Among the "have-nots" in this approach:
  • "Common Sense". This case-by-case or product-by-product approach means that the Waxmanites refuse to even consider trusting the CPSC to do its job and assess risk for itself. The only people the Waxmanites and consumer groups can trust are . . . are . . . themselves. You won't be able to draw a line between those that are "in" and those that are "out" in any rational way.
  • Rhinestones. On the subject of rhinestones, my understanding is that they are so resolute on keeping these innocent stones in the bill that they would be willing to write rhinestones in explicitly. This is the opposite of case-by-case exclusion - it's a case-by-case INCLUSION.
  • Educational Products. While the Waxmanites say they want to exclude educational products, they can't figure out how to do it since you might use an educational product in your home. Horrors! Again, without a simple notion of what's safe and what's not, how do you expect a sensible rule to emerge from this primordial goo?
  • Bikes. They really want to figure out how to help bikes but can't seem to do it. For this reason, they are chatting about an indoor/outdoor exclusion. In other words, and I am not kidding, they have suggested a rule that if you keep something in your garage, it's "out", and if you keep it indoors, it's "in". So everybody - move all your toys, children's clothing and shoes, furniture, books, pens, appliances and so on into your garage, quick, so you can qualify for this great new exemption! [Try to resist holding a garage sale, though, because that presents special risks under the law!]

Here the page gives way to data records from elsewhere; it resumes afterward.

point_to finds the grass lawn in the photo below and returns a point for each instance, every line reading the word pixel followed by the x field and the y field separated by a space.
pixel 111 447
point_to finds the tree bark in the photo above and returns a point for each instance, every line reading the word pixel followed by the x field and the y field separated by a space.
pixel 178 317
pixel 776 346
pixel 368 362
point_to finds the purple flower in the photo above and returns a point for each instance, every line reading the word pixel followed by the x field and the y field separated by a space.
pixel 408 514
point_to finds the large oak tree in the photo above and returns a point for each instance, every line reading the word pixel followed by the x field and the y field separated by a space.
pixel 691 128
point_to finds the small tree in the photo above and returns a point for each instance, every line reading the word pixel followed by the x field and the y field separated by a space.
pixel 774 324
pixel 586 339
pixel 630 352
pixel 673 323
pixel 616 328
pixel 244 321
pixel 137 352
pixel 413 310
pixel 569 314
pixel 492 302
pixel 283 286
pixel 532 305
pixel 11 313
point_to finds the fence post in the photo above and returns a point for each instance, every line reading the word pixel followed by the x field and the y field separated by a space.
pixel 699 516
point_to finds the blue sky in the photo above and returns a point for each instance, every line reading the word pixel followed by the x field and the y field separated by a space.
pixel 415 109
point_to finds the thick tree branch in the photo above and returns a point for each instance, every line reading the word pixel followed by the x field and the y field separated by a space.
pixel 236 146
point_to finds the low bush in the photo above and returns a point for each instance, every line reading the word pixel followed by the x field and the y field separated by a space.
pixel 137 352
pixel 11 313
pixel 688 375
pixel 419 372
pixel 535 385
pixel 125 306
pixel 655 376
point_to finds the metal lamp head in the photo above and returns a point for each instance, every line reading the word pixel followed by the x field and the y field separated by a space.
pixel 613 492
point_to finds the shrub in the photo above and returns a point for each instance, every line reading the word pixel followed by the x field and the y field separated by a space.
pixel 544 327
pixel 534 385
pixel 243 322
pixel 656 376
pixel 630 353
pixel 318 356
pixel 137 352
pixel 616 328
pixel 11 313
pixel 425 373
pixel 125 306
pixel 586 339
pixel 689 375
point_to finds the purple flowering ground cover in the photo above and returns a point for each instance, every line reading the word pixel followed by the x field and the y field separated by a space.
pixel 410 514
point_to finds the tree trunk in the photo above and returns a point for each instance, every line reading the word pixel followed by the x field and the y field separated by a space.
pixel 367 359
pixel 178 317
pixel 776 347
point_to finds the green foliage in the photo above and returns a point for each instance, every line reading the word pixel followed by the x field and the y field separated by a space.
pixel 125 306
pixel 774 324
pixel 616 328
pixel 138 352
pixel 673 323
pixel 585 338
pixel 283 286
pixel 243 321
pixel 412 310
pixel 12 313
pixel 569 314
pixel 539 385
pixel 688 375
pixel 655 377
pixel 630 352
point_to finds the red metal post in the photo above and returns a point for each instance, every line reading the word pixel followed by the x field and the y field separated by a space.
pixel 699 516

Not one to look a gift horse in the mouth, I am happy they are thinking of an amendment, but I am not happy that we still find ourselves adrift without any sense of what's safe and what's not. It is hard to foresee an amendment that does much good with this kind of inflexibility. Bipartisanship promises to be hard to obtain or a sham staged by Democrats for their own benefit.

Remarkably, a hidden issue that may weigh on these proceedings is the growing awareness of paralysis at the CPSC. The agency saw a massive increase in its budget last year, to match its massive new responsibilities, but still finds itself mired in open projects and conflicting priorities. Simple things are taking forever. Agency paralysis cannot be prevented in this environment without a significant paring of CPSIA priorities, something that the Waxmanites have a hard time conceding. And Obama won't give the agency more money, so they're stuck. And we're stuck.

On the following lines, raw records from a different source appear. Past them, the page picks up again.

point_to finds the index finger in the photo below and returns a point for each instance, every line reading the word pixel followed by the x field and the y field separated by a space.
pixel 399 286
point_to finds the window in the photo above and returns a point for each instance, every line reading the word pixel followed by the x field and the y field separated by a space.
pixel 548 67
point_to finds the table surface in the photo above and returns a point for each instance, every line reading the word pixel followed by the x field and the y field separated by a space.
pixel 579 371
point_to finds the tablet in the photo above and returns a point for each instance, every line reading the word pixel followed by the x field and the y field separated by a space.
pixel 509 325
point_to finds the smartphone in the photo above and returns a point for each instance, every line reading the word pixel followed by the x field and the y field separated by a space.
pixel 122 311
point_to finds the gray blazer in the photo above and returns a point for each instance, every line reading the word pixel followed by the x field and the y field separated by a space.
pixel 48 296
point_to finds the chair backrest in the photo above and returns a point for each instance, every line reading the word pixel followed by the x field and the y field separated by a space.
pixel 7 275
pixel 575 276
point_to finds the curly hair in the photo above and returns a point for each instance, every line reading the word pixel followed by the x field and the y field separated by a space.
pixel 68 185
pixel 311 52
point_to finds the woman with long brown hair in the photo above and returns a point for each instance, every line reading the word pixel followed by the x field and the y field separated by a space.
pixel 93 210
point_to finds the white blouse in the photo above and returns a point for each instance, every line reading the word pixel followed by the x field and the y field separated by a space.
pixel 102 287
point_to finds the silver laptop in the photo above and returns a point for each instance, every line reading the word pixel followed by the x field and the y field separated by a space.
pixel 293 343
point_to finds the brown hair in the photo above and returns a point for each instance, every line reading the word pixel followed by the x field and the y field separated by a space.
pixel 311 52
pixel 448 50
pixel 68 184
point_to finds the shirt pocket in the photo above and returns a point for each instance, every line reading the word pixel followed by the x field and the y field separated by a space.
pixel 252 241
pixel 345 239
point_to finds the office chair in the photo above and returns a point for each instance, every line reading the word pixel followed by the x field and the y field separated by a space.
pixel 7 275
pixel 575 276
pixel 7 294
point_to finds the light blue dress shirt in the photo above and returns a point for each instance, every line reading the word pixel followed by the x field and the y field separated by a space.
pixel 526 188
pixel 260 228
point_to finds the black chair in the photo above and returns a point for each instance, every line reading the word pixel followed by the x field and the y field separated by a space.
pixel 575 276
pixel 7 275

That's not where you want to be.

Something to think about as we go forward:

  1. Principle One: Your silence is deemed to be your approval. Silence = approval. You must swing from the rafters to get their attention, too. No, don't do that - too dangerous.
  2. Principle Two: An unopposed view, particularly a document with footnotes, is considered definitive. After all, if it were wrong, why didn't anyone point it out, with footnotes? This is really how the Waxmanites think.

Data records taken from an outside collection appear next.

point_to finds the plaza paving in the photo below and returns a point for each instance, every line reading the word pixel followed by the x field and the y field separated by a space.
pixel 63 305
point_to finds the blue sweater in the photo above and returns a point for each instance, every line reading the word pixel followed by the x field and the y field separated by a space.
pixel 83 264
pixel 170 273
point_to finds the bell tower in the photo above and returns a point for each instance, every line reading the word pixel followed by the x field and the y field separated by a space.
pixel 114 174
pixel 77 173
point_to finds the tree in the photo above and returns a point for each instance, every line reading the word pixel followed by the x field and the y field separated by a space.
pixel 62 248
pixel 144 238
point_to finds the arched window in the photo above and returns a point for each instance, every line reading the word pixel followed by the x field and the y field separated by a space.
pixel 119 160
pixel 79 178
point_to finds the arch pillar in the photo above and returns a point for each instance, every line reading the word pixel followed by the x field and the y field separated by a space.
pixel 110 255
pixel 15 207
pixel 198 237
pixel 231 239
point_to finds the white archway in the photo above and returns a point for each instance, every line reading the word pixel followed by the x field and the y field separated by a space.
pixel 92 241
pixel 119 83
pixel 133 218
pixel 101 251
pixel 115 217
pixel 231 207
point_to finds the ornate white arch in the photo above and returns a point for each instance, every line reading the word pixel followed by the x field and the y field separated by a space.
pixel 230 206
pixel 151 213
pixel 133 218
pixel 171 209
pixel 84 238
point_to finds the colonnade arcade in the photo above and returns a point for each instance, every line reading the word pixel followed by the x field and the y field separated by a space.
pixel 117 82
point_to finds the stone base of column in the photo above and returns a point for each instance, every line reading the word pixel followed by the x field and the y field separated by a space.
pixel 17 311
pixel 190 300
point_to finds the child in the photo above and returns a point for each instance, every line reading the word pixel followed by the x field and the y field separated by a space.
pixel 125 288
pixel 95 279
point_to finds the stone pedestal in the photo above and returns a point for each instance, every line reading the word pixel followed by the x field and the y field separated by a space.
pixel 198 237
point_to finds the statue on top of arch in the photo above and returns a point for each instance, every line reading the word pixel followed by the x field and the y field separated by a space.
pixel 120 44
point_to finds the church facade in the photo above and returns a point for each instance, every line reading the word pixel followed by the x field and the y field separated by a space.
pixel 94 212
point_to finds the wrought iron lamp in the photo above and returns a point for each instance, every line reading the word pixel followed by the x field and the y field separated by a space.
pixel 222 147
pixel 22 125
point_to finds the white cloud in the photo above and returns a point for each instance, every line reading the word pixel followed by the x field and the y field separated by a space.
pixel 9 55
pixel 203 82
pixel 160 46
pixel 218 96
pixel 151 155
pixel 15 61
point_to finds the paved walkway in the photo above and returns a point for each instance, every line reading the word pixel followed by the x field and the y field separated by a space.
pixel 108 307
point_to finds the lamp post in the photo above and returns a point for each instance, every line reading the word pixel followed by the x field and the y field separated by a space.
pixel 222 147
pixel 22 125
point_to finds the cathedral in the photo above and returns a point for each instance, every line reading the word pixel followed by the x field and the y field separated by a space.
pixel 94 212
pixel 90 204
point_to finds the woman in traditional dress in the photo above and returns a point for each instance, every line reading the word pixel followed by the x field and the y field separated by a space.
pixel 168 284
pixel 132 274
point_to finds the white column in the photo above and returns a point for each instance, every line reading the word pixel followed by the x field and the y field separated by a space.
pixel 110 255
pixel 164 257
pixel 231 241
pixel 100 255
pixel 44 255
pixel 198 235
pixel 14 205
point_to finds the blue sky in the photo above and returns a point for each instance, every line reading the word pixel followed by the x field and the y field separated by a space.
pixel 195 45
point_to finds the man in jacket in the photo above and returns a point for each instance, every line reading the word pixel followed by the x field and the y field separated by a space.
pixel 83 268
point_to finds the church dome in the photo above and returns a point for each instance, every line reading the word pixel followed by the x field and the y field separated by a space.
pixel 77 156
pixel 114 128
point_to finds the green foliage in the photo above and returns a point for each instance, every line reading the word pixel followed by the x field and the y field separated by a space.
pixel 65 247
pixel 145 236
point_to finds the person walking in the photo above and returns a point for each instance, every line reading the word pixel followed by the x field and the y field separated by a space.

You need to keep these principles in mind. Your loud involvement can help a lot.

To Be Continued . . . .

1 comment:

Anonymous said...

It is as if a tile broke on our kitchen floor and instead of fixing the tile, we tore down the house. Now that it is down, we say oops, but have no skills to rebuild it but no matter because it really isn't our house anyway and we are getting tired of those whiners who had worked so hard on building that house in the first place. Off we go to solve our next problem!